Four New Englanders were among the winners of this year’s $50,000 Whiting Awards given to 10 promising writers in fiction, nonfiction, drama, and poetry.

UMass Boston graduate and Boston resident Jen Beagin was recognized for her debut novel, “Pretend I’m Dead’’ (2015). Arlington native Kaitlyn Greenidge, sister of Tony-winning playwright Kirsten Greenidge, was honored for her novel, “We Love You, Charlie Freeman’’ (2016). And Lisa Halliday, a Boston native and Harvard graduate, won for her upcoming novel, “Asymmetry.’’

Poet Simone White won for “Of Being Dispersed’’ (2016).

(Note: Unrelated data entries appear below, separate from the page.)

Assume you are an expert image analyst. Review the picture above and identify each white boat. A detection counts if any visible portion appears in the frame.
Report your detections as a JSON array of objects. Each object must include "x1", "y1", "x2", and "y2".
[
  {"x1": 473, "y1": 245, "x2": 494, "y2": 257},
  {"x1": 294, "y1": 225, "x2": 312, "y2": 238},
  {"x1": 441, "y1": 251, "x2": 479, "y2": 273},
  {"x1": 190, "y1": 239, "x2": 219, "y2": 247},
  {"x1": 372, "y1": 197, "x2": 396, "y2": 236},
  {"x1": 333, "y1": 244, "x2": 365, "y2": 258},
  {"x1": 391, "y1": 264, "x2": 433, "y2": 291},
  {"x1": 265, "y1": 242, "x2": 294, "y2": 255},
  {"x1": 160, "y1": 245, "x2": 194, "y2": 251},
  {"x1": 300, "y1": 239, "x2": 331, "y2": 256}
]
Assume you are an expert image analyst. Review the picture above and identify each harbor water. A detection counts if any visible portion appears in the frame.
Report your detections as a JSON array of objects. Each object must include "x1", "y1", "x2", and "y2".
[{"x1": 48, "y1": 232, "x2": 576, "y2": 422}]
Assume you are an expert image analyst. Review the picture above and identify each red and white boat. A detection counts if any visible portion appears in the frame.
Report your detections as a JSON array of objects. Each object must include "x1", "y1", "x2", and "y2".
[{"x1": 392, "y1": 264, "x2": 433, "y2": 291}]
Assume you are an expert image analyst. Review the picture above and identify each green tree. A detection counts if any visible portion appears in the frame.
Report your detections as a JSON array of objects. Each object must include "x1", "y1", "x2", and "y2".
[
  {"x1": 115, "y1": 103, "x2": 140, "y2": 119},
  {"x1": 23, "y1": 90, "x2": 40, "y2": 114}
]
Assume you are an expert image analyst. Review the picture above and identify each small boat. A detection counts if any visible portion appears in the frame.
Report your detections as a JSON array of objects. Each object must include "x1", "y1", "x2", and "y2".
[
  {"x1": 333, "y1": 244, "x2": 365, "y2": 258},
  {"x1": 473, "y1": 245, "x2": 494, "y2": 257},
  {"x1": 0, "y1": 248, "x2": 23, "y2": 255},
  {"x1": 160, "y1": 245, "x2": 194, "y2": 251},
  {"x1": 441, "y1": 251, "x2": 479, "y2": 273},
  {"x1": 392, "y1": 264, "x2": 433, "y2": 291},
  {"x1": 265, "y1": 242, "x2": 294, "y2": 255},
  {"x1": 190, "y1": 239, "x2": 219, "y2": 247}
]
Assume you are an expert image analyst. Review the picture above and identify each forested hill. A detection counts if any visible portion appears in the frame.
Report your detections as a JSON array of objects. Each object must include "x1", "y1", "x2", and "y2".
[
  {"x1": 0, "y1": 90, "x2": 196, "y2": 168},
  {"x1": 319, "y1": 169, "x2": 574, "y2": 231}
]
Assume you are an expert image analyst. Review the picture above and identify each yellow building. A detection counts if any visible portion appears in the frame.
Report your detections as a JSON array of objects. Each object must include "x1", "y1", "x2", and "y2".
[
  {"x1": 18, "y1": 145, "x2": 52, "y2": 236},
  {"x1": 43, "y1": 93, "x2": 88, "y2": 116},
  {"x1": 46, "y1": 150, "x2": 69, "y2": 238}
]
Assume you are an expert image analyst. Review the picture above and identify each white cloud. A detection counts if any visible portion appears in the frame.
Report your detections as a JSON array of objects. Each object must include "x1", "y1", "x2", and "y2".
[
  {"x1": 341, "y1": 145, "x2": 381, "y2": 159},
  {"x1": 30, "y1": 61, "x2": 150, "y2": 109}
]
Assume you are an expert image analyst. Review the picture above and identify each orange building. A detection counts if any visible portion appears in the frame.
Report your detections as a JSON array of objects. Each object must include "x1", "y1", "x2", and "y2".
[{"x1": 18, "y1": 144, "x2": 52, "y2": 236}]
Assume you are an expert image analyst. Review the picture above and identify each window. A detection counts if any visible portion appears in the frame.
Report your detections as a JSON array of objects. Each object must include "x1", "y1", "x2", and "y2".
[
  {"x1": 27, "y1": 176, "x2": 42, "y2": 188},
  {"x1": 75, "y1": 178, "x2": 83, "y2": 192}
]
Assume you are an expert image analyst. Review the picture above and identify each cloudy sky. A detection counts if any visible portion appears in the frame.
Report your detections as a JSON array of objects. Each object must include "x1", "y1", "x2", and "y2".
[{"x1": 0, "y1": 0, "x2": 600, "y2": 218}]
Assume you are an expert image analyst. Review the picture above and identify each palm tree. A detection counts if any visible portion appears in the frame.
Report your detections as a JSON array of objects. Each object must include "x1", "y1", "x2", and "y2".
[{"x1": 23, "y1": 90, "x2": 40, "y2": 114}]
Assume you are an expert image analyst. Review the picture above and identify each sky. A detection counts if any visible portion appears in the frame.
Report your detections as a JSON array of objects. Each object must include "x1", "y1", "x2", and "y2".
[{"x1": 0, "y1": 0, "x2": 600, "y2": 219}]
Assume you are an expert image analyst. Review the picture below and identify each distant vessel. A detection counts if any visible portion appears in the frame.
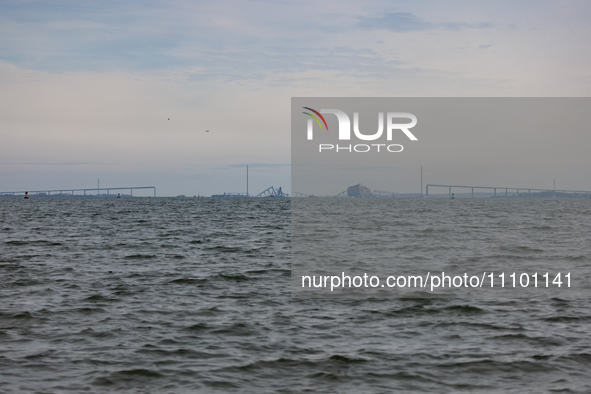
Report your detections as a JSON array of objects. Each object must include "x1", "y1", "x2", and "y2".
[{"x1": 347, "y1": 183, "x2": 373, "y2": 197}]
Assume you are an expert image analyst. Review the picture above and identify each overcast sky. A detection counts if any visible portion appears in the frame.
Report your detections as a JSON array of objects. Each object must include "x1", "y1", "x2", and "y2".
[{"x1": 0, "y1": 0, "x2": 591, "y2": 196}]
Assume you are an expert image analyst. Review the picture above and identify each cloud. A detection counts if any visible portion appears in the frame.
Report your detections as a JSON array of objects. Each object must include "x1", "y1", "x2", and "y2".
[{"x1": 359, "y1": 12, "x2": 493, "y2": 33}]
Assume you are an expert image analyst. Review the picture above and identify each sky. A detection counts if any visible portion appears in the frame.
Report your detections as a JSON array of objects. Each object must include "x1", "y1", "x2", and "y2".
[{"x1": 0, "y1": 0, "x2": 591, "y2": 196}]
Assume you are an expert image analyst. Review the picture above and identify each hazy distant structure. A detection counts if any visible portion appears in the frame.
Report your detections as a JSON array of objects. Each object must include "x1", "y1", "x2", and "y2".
[
  {"x1": 257, "y1": 186, "x2": 289, "y2": 197},
  {"x1": 347, "y1": 183, "x2": 373, "y2": 197}
]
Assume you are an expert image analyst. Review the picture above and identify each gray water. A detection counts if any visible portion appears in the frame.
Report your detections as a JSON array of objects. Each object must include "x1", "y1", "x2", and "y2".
[{"x1": 0, "y1": 198, "x2": 591, "y2": 393}]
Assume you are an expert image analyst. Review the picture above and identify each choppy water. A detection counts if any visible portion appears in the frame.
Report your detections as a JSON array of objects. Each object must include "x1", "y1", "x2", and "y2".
[{"x1": 0, "y1": 198, "x2": 591, "y2": 393}]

White was born in Middletown, Conn., received her undergraduate degree at Wesleyan University and graduated from Harvard Law School.

Other winners include: memoirist Francisco Cantú, a former Border Patrol agent, for his upcoming “The Line Becomes a River’’; poet Phillip B. Williams for “Thief in the Interior’’ (2016); playwrights Clarence Coo, James Ijames, and Clare Barron; and novelist Tony Tulathimutte for “Private Citizens’’ (2016).

Winners were honored at a ceremony at the New-York Historical Society on Wednesday evening.